Who am I, you ask? My name is Stephen Tonti, and I have ADHD. ADHD stands for attention deficit hyperactive disorder, and I was first diagnosed with ADHD not by a diagnostician, or a private practice, or a pediatrician, but by a second-grade teacher who was interviewing me for a spot at the school she was working at.
My family had just moved from New Orleans, Louisiana, to Dallas, Texas, and I was in a search for a new academic home. During this particular interview, this particular teacher received a message ahead of time from my first grade teacher back in New Orleans to check me for any signs of ADHD. Just as she reached the series of questions devised to evaluate whether a child between the ages of five and 17 is ADHD: Wham! I fell out of my chair. No, I didn’t slip.
And no, the chair didn’t crumble beneath me.

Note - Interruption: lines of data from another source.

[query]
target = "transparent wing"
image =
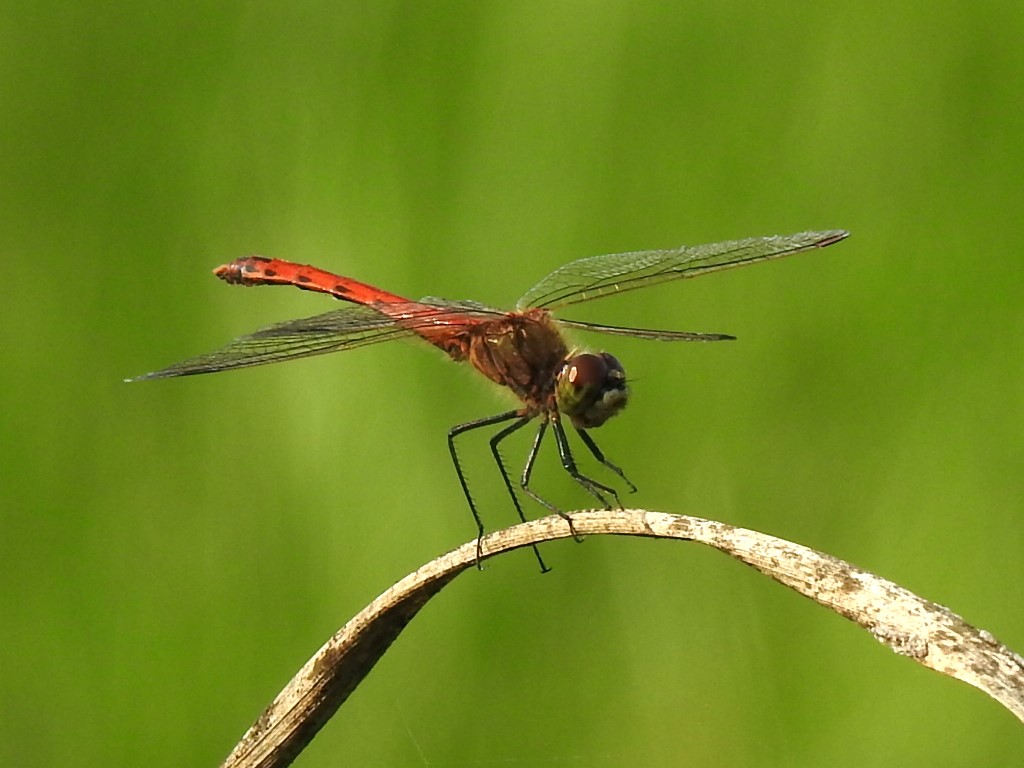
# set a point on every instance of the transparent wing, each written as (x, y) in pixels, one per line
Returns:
(331, 332)
(600, 275)
(645, 333)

Behind the teacher’s desk was this giant window, and through that window was a giant field, and on that field were what appeared to me at the time to be hundreds of thousands of kids my age. They were all playing with a great, inflatable, rainbow beach ball, and as they moved all around the field, all I could do was keep track of them. So I leaned a little bit to the left, and I leaned a little bit to the right, a little bit more to the left, a little bit more to the right before the disaster. I still maintain today that window was a trap, and I was setup.
So I was rejected from Middle School because I was an eight-year-old boy who couldn’t sit still in his chair. There was this complex marshmallow-related incident between myself and some of the staff there, but anyway I ended up at the Episcopal School of Dallas. Over the next 11 years, I tried everything. When I say everything, I mean everything.

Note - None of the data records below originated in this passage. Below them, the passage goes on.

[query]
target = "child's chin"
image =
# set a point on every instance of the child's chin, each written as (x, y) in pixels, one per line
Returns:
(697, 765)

Extracurriculars: I tried computing, robotics, carpentry, canoeing, rock climbing, poetry club, logic club, poker club, comedy club, and camping. I went camping at least twice a year for four years. And the band – oh my god, I tried trumpet, saxophone, electric bass, piano, stand-up bass, guitar, acoustic – Did I mention I played sports? It was Texas. We played sports.

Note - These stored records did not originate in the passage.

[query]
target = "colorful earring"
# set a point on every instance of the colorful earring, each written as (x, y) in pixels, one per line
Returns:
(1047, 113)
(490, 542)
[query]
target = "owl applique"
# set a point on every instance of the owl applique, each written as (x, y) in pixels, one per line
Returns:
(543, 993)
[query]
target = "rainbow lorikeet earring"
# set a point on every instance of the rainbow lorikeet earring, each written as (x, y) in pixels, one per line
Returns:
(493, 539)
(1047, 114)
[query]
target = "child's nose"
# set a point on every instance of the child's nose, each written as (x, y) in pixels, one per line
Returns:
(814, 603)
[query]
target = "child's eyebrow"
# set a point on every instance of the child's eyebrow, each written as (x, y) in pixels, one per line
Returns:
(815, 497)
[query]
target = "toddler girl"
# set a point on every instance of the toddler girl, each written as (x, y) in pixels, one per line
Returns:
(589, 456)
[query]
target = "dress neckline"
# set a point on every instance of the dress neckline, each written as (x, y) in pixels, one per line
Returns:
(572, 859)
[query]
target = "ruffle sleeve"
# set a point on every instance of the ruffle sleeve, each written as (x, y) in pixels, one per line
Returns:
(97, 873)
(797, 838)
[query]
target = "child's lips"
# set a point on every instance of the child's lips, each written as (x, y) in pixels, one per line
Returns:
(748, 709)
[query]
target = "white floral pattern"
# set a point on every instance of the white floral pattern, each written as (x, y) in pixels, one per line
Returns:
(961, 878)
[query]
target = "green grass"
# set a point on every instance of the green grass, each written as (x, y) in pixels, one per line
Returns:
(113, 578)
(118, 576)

I tried all of them. And the drums I even took a short-lived stab at the heart. I played seven different instruments – “played” being a very generous term. When all of a sudden my theater – my school built a theater – and I thought, why not? So I started the shop building sets, then the sound booth, the light booth.
Then my teacher asked me to act, so I played Conrad in “Ordinary People.” I said, “Can I direct?” and she said, “Go for it!” So I directed “12 Angry Jurors” – because this is high school, people, and you can’t direct “12 Angry Men” with a drama school that has three boys and four girls – for the people doing math at home, that’s seven drama students for a show with 12 in it. Before I knew it, I was auditioning and interviewing in drama schools across the country, and that’s when Carnegie Mellon found me. And I love it here. I really do.
But moving on. So what?! I have ADHD, and ADHD is misunderstood as an inability to focus, but it’s much stranger than that. It’s not a lack of focus – period. It’s that I have a hard time selecting something and giving it my full attention. Something has to grab my attention, peak my curiosity, and then I can hyperfocus.
This is a good thing and a bad thing. It’s a bad thing because I have a hard time completing things that don’t excite me. We live in a world where you have to read your textbooks and pay your taxes. And yes, big textbooks with no pictures frighten me. And no one likes handling taxes – actually, some of you might like that.
But the upside is, when something does peak my curiosity, I become obsessed and I hyperfocus. I spend a lot of time with film. I can spend upwards of 12 hours in a row editing clips, sometimes until 6:30 in the morning. In the theater, when I have to put a show up, I’ll pull 15 hour days for weeks on end, and I enjoy that; I love that I can read a 500-page novel that I love much faster than a one-page article that I don’t care for.
It’s easier for me to see the big picture. As a director, I have to track 20 people with very different jobs from designers, to writers, to actors, and I find handling that much easier than finishing that one-page article, which I’m still working on. David Neeleman, the founder and CEO of JetBlue, who is also ADHD by the way, says, “I have a hard time doing the mundane things in life. I have an easier time planning a 20-aircraft fleet than I do paying my light bill.” Yeah.
So, another good thing about ADHD is because I felt compelled to try everything, I was able to explore all the possible career paths I might not have and might not have discovered what I truly want to do. So many teens and young adults are expected to focus on one or two fields of study and one or two hobbies, and hope and pray they like the ones they’ve chosen or that’ve been chosen for them.